La Cosa: dalla Bolognina alla Leopolda

per Gian Franco Ferraris
Autore originale del testo: Alfredo Morganti
Fonte: facebook

di Alfredo Morganti – 4 novembre 2014

Ricordate La Cosa? Non il docufilm di Nanni Moretti, ma il partito, QUEL partito nato dalla svolta della Bolognina. Per due anni tra l’89 e il 91 ci si riferì al succedaneo del PCI come ‘La Cosa’, appunto. Non fu a caso. Non ché mancasse la fantasia. Ma solo perché quel partito, in quella fase, era il figlio del ‘nuovo’. Di una nave che salpava senza una rotta, che tentava il mare aperto privo di una bussola. Una ‘cosa’ che nasceva in negativo, come una lacuna improvvisa, come un ‘no’ piuttosto che un ‘sì’. In quel vuoto ci dibattemmo per due anni, dicevo, sacerdoti di un ‘nuovo’ che stentava a identificarsi e affermarsi in positivo, e che nasceva nel mero ‘superamento’ della precedente cultura politica e nella ‘discontinuità’ (la parola più usata da Occhetto in quella fase.

Perché parlo di cose così vecchie? Perché la storia successiva è rimasta contagiata proprio da questo vizio d’origine. Il nuovismo non è nato ieri, non è renziano, ma è una specie di peccato originale che, a un certo punto, di getto, ha strappato l’ancora e ha condotto un battello glorioso ma da rinnovare in mare aperto senza nemmeno le istruzioni per la navigazione. In quei giorni è davvero prevalso il ‘né…né’. Un vecchio espediente teorico, nella fattispecie, per dire ‘né con la cultura socialdemocratica … né con il liberismo’. Ma in quei tre puntini centrali si spalancava sin d’allora un abisso culturale entro il quale siamo sprofondati pian piano. Strappammo il vecchio PCI dalla cultura socialista, ci rifiutammo ovviamente di portarlo di peso entro la più classica cultura liberale-centrista, ma il risultato fu un arnese che vagava nel vuoto della novità annunciata e mai scoperta davvero.

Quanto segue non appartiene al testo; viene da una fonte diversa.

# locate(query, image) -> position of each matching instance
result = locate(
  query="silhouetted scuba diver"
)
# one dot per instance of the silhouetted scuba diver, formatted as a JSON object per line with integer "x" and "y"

Cos’è oggi il PD? Il figlio naturale di questo vuoto culturale e l’orgoglioso erede del nuovismo della prima ora. Adesso è chiarissimo. Una leadership col buco attorno, potremmo dire metaforicamente. Un partito che ha come unico spazio politico proprio quello offerto dagli schermi dell’universo mediatico, dove le personalizzazioni del conflitto sono la regola. Dove la leadership è la sola vera risorsa richiesta. Ma poi, fuori dallo schermo, fuori dalla rete, fuori dall’immagine che resta di tutto ciò? Come cresce una classe dirigente in questo vuoto pneumatico di politica-politica, di cultura, di società? Male, cresce male. Non gode di contatto fisico, non sconta la pena di affrontare il sociale, non ‘percepisce’ realmente la vita quotidiana, non sa cosa sia una sfida di questo tenore. Vengono su delle mezze figure di intellettuali da blog, portatori di vassoi nei salotti radical chic, presuntuosi saccenti e rancorosi, lobbisti di se stessi e delle propria cricca, arrampicatori sociali, energumeni del web e via discorrendo. Non faccio nomi perché non mi importa di fare pubblicità a gente che non fa altro che cercarla.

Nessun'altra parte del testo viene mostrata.